Because on average it's the fastest comparison sort (in terms of elapsed time).
Because, in the general case, it's one of the fastest sorting algorithms.
In addition to being the fastest though, some of it's bad case scenarios can be avoided by shuffling the array before sorting it. As for it's weakness with small data sets, obviously isn't as big a problem since the datasets are small and the sort time is probably small regardless.
As an example, I wrote a python function for QuickSort and bubble sorts.
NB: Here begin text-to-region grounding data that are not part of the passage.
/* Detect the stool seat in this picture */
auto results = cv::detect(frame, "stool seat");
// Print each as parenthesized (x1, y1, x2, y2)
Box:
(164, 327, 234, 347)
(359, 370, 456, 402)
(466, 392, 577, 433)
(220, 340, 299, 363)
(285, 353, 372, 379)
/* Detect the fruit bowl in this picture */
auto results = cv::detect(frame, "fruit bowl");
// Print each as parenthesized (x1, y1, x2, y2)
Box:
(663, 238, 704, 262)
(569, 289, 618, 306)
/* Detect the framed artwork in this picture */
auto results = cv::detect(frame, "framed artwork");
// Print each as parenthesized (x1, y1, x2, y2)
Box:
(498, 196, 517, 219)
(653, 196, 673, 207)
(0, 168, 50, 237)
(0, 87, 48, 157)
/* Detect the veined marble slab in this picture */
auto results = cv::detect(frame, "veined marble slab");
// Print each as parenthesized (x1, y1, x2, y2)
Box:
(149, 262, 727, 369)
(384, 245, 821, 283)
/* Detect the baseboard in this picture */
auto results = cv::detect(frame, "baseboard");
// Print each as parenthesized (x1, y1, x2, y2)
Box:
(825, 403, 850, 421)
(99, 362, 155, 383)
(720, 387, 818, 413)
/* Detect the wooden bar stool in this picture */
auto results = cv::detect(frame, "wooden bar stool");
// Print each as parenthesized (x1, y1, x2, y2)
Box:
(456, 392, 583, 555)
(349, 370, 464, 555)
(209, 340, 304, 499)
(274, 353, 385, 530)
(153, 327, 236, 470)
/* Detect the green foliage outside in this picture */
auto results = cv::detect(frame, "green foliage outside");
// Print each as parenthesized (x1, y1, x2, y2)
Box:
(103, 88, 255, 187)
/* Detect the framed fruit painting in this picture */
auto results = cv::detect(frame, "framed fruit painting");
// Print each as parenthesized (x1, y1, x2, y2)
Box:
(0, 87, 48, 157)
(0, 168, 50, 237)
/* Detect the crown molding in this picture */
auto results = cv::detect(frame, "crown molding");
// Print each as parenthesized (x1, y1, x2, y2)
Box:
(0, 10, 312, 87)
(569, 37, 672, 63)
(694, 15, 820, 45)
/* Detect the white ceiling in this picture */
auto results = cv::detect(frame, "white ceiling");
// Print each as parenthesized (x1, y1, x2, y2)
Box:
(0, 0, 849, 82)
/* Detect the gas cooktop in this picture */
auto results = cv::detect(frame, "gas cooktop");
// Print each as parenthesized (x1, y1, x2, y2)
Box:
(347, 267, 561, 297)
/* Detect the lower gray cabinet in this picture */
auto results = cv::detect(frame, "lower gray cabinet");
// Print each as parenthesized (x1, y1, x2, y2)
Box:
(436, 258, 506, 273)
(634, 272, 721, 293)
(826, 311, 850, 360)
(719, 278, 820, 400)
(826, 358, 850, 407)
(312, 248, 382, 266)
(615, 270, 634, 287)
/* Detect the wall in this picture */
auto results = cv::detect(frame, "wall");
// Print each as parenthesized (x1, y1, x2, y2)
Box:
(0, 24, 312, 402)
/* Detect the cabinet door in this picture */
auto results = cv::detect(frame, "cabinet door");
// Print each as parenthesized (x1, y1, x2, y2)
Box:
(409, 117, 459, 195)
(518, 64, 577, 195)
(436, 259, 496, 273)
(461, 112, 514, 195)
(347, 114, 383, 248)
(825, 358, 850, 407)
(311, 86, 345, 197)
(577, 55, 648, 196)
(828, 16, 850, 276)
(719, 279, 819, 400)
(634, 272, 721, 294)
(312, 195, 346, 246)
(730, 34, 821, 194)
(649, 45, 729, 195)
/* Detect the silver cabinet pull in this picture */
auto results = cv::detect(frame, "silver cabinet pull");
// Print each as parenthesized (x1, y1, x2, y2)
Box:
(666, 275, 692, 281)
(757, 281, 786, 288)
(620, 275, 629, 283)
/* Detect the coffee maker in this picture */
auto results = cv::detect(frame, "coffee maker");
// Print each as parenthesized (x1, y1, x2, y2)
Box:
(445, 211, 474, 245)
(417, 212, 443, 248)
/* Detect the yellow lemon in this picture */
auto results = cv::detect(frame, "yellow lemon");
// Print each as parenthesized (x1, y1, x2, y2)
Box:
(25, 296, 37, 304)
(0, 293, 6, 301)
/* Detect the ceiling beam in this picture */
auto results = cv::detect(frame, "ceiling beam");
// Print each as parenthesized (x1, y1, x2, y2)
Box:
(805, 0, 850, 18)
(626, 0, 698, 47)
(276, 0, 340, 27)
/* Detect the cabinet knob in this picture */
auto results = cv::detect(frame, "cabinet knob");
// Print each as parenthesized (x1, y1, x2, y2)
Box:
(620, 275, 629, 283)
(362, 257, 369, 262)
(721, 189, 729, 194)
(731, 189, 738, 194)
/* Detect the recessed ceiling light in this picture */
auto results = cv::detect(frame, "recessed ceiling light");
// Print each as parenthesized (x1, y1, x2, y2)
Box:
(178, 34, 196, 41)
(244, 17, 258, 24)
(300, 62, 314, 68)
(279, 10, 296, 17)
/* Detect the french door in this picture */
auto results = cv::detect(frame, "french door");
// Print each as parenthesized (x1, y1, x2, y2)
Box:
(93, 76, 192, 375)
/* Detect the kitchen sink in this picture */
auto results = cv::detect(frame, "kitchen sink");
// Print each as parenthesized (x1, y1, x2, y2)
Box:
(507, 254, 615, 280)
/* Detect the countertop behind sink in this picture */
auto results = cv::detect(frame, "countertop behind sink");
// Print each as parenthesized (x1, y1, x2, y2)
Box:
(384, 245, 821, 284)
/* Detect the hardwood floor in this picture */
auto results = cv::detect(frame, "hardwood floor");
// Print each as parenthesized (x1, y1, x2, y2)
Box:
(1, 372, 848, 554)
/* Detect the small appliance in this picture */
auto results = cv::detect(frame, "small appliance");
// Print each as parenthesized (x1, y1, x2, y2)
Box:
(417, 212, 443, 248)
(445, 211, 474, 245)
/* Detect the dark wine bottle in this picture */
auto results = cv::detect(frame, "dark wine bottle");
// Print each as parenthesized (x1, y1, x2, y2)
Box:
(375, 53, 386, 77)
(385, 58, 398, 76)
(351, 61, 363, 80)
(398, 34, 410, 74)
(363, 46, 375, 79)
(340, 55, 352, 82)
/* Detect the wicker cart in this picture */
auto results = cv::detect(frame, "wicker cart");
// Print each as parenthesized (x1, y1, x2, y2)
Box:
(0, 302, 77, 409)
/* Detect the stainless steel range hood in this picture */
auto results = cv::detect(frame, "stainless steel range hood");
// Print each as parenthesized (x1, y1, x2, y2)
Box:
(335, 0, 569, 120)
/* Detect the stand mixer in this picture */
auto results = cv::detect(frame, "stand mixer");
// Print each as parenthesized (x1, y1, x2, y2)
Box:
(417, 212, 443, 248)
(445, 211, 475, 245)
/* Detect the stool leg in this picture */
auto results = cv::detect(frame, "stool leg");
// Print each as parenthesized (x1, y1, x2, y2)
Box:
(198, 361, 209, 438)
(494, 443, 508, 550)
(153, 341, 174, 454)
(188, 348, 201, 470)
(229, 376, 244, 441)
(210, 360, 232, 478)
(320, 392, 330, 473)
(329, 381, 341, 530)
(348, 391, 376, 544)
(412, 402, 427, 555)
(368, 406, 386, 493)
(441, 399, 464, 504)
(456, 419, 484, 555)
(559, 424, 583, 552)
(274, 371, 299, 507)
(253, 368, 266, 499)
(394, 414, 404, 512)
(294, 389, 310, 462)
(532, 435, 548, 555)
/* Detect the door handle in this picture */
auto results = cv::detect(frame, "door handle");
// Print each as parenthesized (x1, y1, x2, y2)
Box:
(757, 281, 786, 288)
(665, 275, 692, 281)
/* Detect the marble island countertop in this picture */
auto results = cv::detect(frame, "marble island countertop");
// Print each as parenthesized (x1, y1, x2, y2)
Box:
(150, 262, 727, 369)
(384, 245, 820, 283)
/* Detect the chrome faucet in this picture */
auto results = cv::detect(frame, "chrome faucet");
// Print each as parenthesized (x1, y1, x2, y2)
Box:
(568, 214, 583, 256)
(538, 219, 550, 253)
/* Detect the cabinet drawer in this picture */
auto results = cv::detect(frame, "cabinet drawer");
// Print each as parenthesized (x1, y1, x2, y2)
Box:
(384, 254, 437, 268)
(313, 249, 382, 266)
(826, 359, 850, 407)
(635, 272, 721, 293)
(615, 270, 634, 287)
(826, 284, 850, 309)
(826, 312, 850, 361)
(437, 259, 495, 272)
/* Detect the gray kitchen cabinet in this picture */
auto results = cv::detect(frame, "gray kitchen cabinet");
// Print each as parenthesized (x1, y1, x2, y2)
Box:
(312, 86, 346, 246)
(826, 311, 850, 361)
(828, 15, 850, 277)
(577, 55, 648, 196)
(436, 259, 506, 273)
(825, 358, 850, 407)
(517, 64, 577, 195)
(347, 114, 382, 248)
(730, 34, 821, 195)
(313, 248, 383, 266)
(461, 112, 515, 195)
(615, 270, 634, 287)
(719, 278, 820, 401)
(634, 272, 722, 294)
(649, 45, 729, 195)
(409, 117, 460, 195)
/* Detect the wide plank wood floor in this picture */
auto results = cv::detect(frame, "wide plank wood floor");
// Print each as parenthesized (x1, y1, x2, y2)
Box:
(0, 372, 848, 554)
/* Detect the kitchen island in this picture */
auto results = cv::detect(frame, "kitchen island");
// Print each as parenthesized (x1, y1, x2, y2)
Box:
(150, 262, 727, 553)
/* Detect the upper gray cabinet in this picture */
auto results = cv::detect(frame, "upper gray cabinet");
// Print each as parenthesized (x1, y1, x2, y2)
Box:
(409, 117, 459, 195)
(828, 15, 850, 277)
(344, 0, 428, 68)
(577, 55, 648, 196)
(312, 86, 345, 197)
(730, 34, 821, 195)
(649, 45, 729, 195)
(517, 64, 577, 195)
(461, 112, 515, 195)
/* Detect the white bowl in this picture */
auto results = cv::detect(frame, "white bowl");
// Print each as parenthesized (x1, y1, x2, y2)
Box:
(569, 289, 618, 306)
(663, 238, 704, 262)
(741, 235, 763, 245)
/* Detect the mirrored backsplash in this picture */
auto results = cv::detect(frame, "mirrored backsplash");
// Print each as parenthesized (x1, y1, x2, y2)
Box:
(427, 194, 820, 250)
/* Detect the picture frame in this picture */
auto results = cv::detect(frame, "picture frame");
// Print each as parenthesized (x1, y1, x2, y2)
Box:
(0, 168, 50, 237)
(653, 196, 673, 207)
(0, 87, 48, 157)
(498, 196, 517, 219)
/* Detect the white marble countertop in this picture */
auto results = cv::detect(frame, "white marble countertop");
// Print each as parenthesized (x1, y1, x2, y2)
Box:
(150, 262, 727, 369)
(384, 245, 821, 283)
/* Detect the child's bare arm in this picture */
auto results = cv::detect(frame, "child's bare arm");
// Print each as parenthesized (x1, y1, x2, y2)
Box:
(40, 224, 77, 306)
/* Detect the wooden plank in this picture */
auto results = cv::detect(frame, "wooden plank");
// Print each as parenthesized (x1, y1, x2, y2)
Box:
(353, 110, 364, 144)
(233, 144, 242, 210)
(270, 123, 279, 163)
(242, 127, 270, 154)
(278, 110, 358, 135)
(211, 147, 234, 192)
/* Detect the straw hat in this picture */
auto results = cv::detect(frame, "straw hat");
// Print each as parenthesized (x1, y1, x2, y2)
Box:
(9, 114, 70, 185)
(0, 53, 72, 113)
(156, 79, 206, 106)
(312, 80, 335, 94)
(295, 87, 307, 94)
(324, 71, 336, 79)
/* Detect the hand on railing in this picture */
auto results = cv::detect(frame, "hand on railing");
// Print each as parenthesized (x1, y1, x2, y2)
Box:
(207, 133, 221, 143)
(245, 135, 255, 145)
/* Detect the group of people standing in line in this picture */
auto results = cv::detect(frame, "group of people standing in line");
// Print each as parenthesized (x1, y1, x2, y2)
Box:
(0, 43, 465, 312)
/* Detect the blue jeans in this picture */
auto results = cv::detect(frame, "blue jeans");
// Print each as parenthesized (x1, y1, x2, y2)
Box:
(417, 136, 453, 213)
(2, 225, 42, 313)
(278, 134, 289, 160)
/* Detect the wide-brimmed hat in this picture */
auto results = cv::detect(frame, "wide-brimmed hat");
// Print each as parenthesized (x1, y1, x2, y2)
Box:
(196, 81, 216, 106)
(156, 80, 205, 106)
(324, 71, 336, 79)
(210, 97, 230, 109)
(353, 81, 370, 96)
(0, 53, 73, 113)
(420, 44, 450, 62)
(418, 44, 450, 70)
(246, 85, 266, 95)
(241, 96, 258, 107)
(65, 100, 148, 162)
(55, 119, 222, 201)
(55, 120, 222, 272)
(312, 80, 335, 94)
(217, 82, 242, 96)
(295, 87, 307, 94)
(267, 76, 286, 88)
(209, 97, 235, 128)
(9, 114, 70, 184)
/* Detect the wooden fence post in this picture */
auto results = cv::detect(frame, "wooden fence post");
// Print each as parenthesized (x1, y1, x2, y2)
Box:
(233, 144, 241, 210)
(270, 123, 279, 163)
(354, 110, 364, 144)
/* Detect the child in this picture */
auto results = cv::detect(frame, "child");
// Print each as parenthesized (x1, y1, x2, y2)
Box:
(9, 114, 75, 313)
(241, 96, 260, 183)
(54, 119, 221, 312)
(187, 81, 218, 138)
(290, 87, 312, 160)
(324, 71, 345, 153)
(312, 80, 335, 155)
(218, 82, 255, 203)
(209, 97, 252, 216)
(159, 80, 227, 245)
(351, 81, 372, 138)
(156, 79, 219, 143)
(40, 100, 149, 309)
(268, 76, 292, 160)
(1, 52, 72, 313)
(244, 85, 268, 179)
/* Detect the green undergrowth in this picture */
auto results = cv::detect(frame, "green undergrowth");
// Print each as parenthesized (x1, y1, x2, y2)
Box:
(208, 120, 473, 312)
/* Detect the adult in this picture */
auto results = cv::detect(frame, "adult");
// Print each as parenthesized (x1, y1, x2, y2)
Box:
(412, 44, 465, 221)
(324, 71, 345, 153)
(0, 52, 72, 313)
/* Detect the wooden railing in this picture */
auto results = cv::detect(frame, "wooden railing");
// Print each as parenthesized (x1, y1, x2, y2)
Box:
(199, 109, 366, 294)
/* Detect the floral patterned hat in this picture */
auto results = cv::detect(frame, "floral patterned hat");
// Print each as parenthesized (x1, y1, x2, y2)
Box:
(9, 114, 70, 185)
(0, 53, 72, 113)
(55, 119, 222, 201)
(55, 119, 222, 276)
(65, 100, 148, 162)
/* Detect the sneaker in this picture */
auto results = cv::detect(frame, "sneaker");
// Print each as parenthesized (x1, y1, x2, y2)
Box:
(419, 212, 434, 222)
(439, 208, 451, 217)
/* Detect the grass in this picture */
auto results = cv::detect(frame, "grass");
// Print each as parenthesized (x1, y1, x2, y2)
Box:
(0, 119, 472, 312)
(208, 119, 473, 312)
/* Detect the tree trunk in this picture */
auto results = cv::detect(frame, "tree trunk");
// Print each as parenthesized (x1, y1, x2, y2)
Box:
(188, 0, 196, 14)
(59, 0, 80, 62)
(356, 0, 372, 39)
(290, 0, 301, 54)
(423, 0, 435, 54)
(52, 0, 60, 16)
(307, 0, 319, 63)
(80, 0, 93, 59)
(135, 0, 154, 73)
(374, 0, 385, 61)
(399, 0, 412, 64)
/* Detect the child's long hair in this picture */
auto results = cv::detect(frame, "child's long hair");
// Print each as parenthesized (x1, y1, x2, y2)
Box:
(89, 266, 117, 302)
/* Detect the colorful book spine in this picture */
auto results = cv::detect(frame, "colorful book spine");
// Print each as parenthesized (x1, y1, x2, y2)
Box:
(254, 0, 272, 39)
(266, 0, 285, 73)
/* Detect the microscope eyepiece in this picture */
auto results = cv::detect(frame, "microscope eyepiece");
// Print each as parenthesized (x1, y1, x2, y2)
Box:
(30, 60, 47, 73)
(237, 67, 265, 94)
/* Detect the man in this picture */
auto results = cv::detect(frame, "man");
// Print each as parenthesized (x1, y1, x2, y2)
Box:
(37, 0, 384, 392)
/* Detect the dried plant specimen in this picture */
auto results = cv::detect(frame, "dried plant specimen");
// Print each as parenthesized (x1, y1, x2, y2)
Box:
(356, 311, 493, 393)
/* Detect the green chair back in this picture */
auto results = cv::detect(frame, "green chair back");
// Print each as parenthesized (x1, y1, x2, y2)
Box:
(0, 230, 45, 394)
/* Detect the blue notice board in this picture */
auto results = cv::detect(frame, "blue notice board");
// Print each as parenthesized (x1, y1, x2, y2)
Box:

The bubble sort takes ~20 seconds to sort 10,000 records, 11 seconds for 7500, and 5 for 5000. The quicksort does all these sorts in around 0.15 seconds!
It might be worth pointing out that C does have the library function qsort(), but there's no requirement that it be implemented using an actual QuickSort, that is up to the compiler vendor.
Bcs this is one of Algorithm with work well on large data set with O(NlogN) complexity. This is also in place algorithm which take constant space. By selecting pivot element wisely we can avoid worse case of Quick sort and will perform in O(NlogN) always even on sorted array.